A Chattanooga woman says she is not backing down in her fight against retail giant, Walmart. She is suing the company for negligence, after being hit in the parking lot by an intoxicated customer. The case is now headed to the Tennessee Supreme Court.

Jolyn Cullum is suing Wal-Mart, and the Signal Mountain woman accused of hitting her with her car, for $1,000,000. The case raises questions about the responsibilities businesses face in looking after customers.

In February of 2011, Jan McCool was kicked out of the Signal Mountain Walmart on the suspicion that she was drunk.

"They threw her out of the store knowing she was alone, knowing she was intoxicated, knowing she was belligerent," says Amelia Roberts, Cullum's attorney.

She then got in her car, threw it into reverse, and hit the gas, backing into Jolyn Cullum, as she loaded groceries into her vehicle.

"Pinned her between the two cars, kept backing up. People had to run in, screaming, telling her to stop," says Roberts.

Cullum filed a lawsuit against McCool and Walmart, suing for $1,000,000 in damages.

"All we're asking is that a jury hear the case and the jury decide what's reasonable," says Roberts.

A lower court dismissed the case against Walmart but Cullum appealed. And the Tennessee Court of Appeals sided with her.

Roberts says the law is clear that a business should take reasonable actions to protect its customers.

"In this case they knew something was going to happen. They knew who the bad player was and knew that this was a dangerous situation and they turned a blind eye to it," she says.

"It's a very important case for business," says Jim Brown.

Jim Brown is the Tennessee state director for the National Federation of Independent Business. The organization has filed a brief in the case, asking the Tennessee Supreme Court to uphold the original ruling, saying it is unreasonable to baby sit every customer.

"Is it the employer's role to go in and actually police this situation?" asks Brown.

Channel 3 reached out to Walmart corporate communications for comment on the case and received this response from Randy Hargrove: "This is a regrettable accident involving two customers in our parking lot.

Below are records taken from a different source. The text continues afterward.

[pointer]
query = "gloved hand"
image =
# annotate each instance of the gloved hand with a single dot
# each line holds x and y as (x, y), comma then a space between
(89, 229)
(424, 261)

We think the issue of a business having liability for the actions of an allegedly intoxicated customer is an important one for the Supreme Court of Tennessee to decide. We believe the trial court properly ruled when it dismissed the case against us.  We look forward to the Tennessee Supreme Court's decision."

Channel 3 also talked with Jan McCool. She declined to comment and referred us to her attorney. We have yet to hear back from him.

The case goes before the Tennessee Supreme Court in September. We will let you know what happens.